Europa und die Ursachen von Flucht: Begrenzte Humanität

Das Erdbeben in Syrien und der Türkei führt vor Augen, wie prekär Menschen in vielen Staaten leben – und wie blind Europa dafür ist. Der Leitartikel.
Es gibt Ereignisse, die die Welt weinen lassen, das Erdbeben in der Türkei und Syrien ist so eines. Die Berichte vom kaum fassbaren Ausmaß des Unglücks sind kulminiert in einem Foto, das im kollektiven Gedächtnis bleiben wird: Da sitzt ein Mann, Mesut Hancer heißt er wohl, stumm auf einem riesigen Trümmerberg und hält die Hand seiner verschütteten, toten Tochter, offenbar viele Stunden lang. Man möchte hinrennen und ihm helfen, sie herauszuziehen, als ob es noch eine Chance gäbe – ein Grenzen und Kulturen überschreitender Impuls der Humanität.
Was passiert da gerade mit uns? Wir erleben hautnah, obwohl 4000 Kilometer entfernt, Bilder überwältigender Zerstörung, Verzweiflung – und darin vor allem der Menschlichkeit. Wir sehen überbordende, bis zur Erschöpfung reichende Solidarität und Hilfsbereitschaft dort wie hier. In abgelegenen Dörfern graben die Menschen Tag und Nacht und riskieren ihr eigenes Leben. Hier bei uns bestaunen wir, wie Menschen mit Wurzeln in der betroffenen Region – und auch andere – binnen Stunden Berge von Hilfsgütern gesammelt und Transporter losgeschickt haben.

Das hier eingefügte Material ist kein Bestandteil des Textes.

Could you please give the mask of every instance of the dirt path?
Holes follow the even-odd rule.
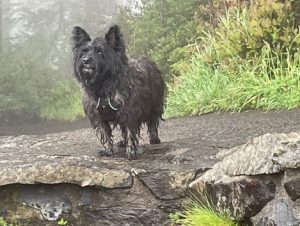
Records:
[[[0,127],[0,136],[43,135],[69,130],[89,128],[87,119],[74,123],[42,122],[22,126]],[[242,113],[211,113],[202,116],[173,118],[162,122],[162,141],[177,139],[201,139],[212,145],[224,143],[231,147],[245,142],[248,137],[264,133],[300,131],[300,109],[292,111],[248,111]],[[118,136],[118,135],[117,135]],[[145,129],[142,142],[147,142]],[[222,142],[224,141],[224,142]],[[223,145],[222,145],[223,146]]]

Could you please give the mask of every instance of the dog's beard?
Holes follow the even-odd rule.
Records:
[[[78,71],[80,80],[83,85],[91,87],[104,79],[108,69],[105,67],[100,67],[97,64],[80,64],[78,67]]]
[[[96,70],[90,64],[81,64],[79,67],[79,74],[84,85],[89,86],[96,80]]]
[[[82,73],[85,74],[86,77],[93,77],[96,71],[96,67],[92,64],[82,64],[81,65]]]
[[[101,76],[99,73],[97,73],[94,70],[84,70],[82,69],[81,76],[82,82],[85,86],[91,87],[94,86],[96,83],[98,83],[101,80]]]
[[[91,77],[94,73],[94,69],[92,69],[92,68],[83,68],[82,73],[84,73],[84,74]]]

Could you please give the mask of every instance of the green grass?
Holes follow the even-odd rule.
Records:
[[[0,226],[14,226],[14,225],[8,224],[2,217],[0,217]]]
[[[68,225],[68,221],[64,220],[64,218],[61,218],[58,222],[57,225],[59,226],[66,226]]]
[[[74,121],[84,116],[81,90],[74,81],[64,81],[51,90],[44,101],[41,117],[60,121]]]
[[[183,212],[171,214],[170,218],[174,224],[182,226],[238,226],[226,213],[217,211],[204,195],[201,200],[194,197]]]
[[[220,108],[224,87],[231,83],[219,70],[212,70],[197,56],[193,57],[178,85],[169,86],[166,117],[195,115]]]
[[[266,45],[251,62],[237,58],[238,63],[213,69],[194,56],[177,84],[169,86],[165,117],[300,107],[299,58],[283,57]]]
[[[0,217],[0,226],[7,226],[6,221],[2,217]]]

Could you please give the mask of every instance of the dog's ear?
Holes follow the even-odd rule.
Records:
[[[91,41],[90,36],[88,33],[82,29],[81,27],[73,27],[72,30],[72,44],[73,44],[73,50],[79,48],[82,46],[83,43]]]
[[[125,53],[123,35],[118,25],[111,26],[105,34],[107,45],[117,52]]]

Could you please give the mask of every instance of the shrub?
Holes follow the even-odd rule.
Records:
[[[41,117],[61,121],[74,121],[84,116],[81,92],[73,80],[60,82],[51,89],[41,107]]]
[[[14,225],[7,223],[2,217],[0,217],[0,226],[14,226]]]
[[[226,64],[232,58],[253,59],[267,43],[277,53],[293,56],[300,37],[296,1],[258,0],[235,4],[220,17],[215,29],[205,32],[202,42],[208,63]]]
[[[34,56],[12,52],[0,58],[0,115],[38,116],[40,105],[55,83],[55,71]]]
[[[211,112],[222,106],[222,97],[232,79],[206,65],[200,55],[192,57],[186,73],[169,85],[165,116]]]
[[[170,65],[182,58],[177,48],[194,42],[196,24],[192,20],[197,0],[142,1],[140,13],[127,11],[125,16],[128,47],[132,55],[145,55],[155,60],[165,74]],[[124,20],[124,19],[123,19]]]
[[[234,75],[231,67],[213,68],[195,55],[169,87],[165,116],[300,107],[299,56],[278,55],[269,44],[261,52],[253,61],[236,57]]]

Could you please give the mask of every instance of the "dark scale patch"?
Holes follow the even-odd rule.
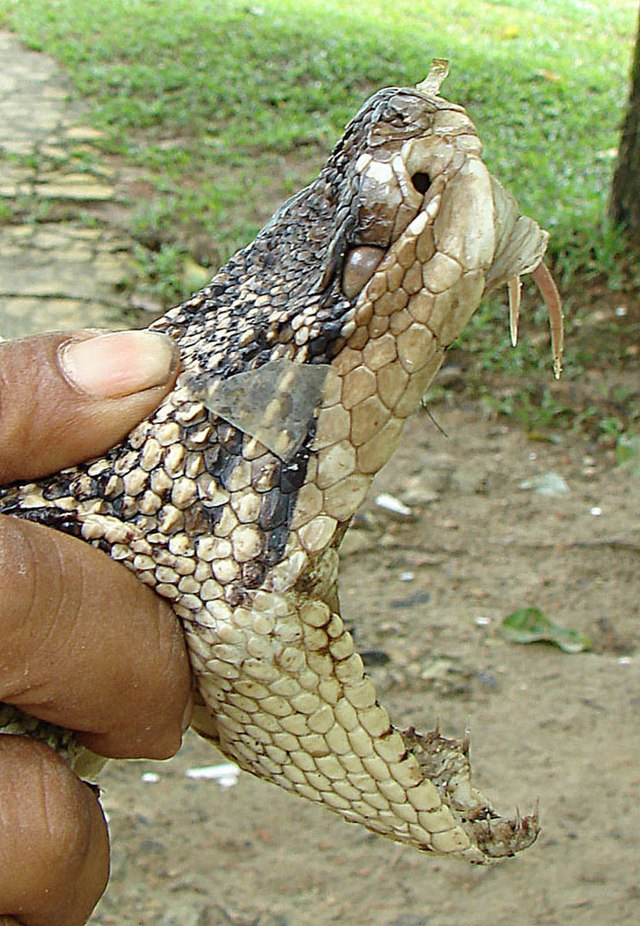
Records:
[[[87,473],[78,473],[78,475],[69,483],[69,495],[73,495],[78,501],[88,498],[97,498],[98,480],[89,476]]]
[[[229,490],[232,485],[233,474],[236,470],[238,463],[242,460],[241,452],[238,453],[228,453],[226,449],[220,450],[220,456],[218,458],[218,465],[213,475],[216,476],[219,484],[224,488]]]
[[[114,498],[111,502],[111,510],[116,518],[122,518],[124,520],[124,507],[127,503],[127,498],[125,495],[118,495],[117,498]]]
[[[210,444],[204,451],[203,459],[204,468],[208,473],[213,475],[220,464],[220,446],[218,444]]]
[[[314,429],[315,431],[315,429]],[[307,478],[309,451],[303,447],[295,459],[280,471],[280,489],[285,495],[299,492]]]
[[[215,505],[214,507],[211,507],[211,508],[206,507],[206,506],[204,506],[204,505],[202,505],[202,506],[200,507],[200,511],[202,512],[202,515],[203,515],[203,517],[204,517],[204,519],[205,519],[205,522],[206,522],[206,524],[207,524],[207,526],[208,526],[208,531],[207,531],[207,533],[209,533],[209,534],[215,534],[215,532],[216,532],[216,527],[218,526],[218,524],[219,524],[220,521],[222,520],[222,515],[224,514],[224,509],[225,509],[225,506],[224,506],[224,505]],[[191,518],[192,518],[193,520],[198,520],[197,518],[195,518],[194,515],[191,515]]]
[[[331,322],[325,322],[322,328],[322,334],[311,338],[309,341],[309,358],[321,358],[327,360],[332,356],[332,346],[337,341],[344,321],[342,317],[336,318]]]
[[[213,533],[210,509],[202,505],[191,505],[184,511],[184,529],[187,534],[199,537],[201,534]]]
[[[104,472],[94,478],[98,498],[119,498],[124,492],[124,482],[120,476]]]
[[[55,527],[56,530],[71,534],[73,537],[82,536],[81,525],[75,515],[68,511],[60,511],[56,508],[20,508],[16,503],[9,503],[5,506],[1,499],[0,511],[2,514],[19,514],[24,521]]]
[[[224,590],[224,597],[227,604],[231,605],[232,608],[249,603],[248,596],[245,596],[244,589],[239,585],[227,585]]]
[[[15,486],[0,486],[0,513],[19,514],[22,517],[23,509]]]
[[[245,588],[260,588],[266,573],[267,566],[264,563],[255,560],[245,563],[242,567],[242,584]]]
[[[289,523],[292,503],[291,495],[284,495],[280,489],[271,489],[262,496],[258,526],[263,531],[276,531]]]
[[[310,432],[308,443],[313,439],[315,426]],[[308,462],[309,450],[303,447],[291,463],[282,464],[279,486],[274,486],[263,497],[258,525],[264,531],[265,546],[258,560],[267,567],[275,566],[284,555],[298,491],[306,482]]]
[[[244,440],[242,431],[234,428],[232,424],[227,424],[226,421],[219,424],[216,431],[218,443],[222,450],[232,457],[239,457],[242,455],[242,441]]]
[[[251,462],[251,486],[262,494],[280,486],[282,463],[272,454]]]
[[[48,502],[54,502],[58,498],[64,498],[65,495],[69,494],[69,483],[65,480],[64,482],[51,482],[49,485],[44,487],[42,495]]]
[[[260,562],[267,568],[276,566],[282,560],[288,539],[288,526],[279,527],[267,534],[267,542],[259,557]]]

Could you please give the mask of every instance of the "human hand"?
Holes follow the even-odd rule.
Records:
[[[158,405],[176,367],[172,342],[142,332],[0,344],[0,485],[105,452]],[[0,702],[78,731],[101,755],[167,758],[190,692],[166,601],[88,544],[0,517]],[[108,874],[92,789],[48,746],[0,736],[1,926],[81,926]]]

In der Katastrophe liegt damit immerhin eine Chance: die, uns hier im sicheren Europa die Augen zu öffnen über schwere Schieflagen im öffentlichen Denken und politischen Handeln. Es geht um die Menschen, die von zu vielen nur noch holzschnittartig als Migrant:innen oder Geflüchtete wahrgenommen werden, die Probleme machen oder machen könnten.
Europa und die Ursachen von Flucht: Grenzüberschreitende Identitäten bergen Chancen
Zum Beispiel: Wenn ein junger türkischstämmiger Dortmunder jetzt in passablem Deutsch in das Reportermikro sagt: „Ich hab mir sofort Urlaub genommen, ich sammel’ Hilfsgüter für meine Leute in der Heimat“ – dann zeigt er uns: Sein Heimatbegriff ist ein transnationales Potenzial. Eines, das dieses Land an vielen Stellen noch viel besser ausschöpfen könnte – allein schon mit mehr Mut zum Doppelpass. Grenzüberschreitende migrantische Identitäten bergen Chancen der Verbindung, das erleben wir gerade nicht zum ersten Mal. Anders als es die Populist:innen von rechts und von der politischen Mitte gern darstellen, zeugen solche Identitäten allenfalls bei wenigen von bedenklichen Integrationsdefiziten oder gar -unwilligkeit.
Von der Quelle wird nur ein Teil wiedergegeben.